The move follows a significant round of cuts on the baseball side in August.

Based on advice from medical experts, as well as restrictions because of local ordinances, the Cubs are not expecting full capacity inside Wrigley Field at the beginning of next season.

It’s possible only season-ticket holders will be allowed to attend games. They’ll get first priority as they make up about 50% of overall ticket holders, which is about the same capacity the team is expecting to allow inside the stadium.

The Cubs expect to miss out on about 75% of their revenue in 2020, according to sources, because of the COVID-19 outbreak that has limited the season to 60 games, without fans in the stands. That could add up to a $125 million to $140 million loss.

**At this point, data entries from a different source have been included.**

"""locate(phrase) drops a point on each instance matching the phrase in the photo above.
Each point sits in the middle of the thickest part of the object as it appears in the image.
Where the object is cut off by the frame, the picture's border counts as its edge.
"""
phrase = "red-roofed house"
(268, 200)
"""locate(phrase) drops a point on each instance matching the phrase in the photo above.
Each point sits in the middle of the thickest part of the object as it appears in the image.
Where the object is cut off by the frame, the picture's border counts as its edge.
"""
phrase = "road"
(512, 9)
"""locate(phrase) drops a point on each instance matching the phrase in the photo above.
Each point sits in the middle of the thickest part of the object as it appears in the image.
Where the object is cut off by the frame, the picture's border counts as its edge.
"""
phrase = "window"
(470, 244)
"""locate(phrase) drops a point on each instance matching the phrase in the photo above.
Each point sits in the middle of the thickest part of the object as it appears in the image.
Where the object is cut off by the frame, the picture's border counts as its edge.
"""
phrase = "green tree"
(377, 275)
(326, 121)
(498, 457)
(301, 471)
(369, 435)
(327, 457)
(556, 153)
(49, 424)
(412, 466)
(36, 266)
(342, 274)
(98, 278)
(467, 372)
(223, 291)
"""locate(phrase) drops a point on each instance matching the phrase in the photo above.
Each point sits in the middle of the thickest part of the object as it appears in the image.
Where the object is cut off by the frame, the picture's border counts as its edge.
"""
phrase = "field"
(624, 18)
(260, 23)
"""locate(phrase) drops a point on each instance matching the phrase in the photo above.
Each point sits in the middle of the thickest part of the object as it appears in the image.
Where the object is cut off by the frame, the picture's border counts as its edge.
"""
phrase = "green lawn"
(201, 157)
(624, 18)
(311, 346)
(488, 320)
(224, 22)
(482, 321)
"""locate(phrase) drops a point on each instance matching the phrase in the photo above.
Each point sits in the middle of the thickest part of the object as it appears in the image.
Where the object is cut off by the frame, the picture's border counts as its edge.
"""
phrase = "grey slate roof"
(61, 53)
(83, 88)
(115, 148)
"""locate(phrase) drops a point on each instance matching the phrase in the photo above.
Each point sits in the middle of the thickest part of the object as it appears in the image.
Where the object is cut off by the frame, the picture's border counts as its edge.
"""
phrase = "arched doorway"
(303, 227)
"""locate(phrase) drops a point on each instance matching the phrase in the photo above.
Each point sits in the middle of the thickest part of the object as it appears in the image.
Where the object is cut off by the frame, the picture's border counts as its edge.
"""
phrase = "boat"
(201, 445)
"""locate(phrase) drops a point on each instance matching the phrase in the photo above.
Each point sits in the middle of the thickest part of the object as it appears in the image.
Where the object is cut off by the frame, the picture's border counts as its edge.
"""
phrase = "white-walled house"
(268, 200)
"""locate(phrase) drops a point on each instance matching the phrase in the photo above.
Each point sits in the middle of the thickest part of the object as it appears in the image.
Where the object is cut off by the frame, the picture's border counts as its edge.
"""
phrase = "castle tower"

Uncertainty in the next collective bargaining agreement between the league and its players also is contributing to the overall financial picture of the Cubs, according to sources.

“This is through no fault of their own and had nothing to do with their performance, talent or contributions,” a team source said when asked by ESPN about the lost jobs. “This was a difficult decision but the goal was to restructure the organization based on the current operating environment with losses of more than $100 million anticipated next year. We’re no longer a business that welcomes 3.3 million fans and we’re not sure when that business will resume.”

The team is hopeful to get back to full capacity at Wrigley Field later in the 2021 season, but with no guarantee from medical experts about when there might be a vaccine, the team is preparing for reduced capacity for as long as necessary.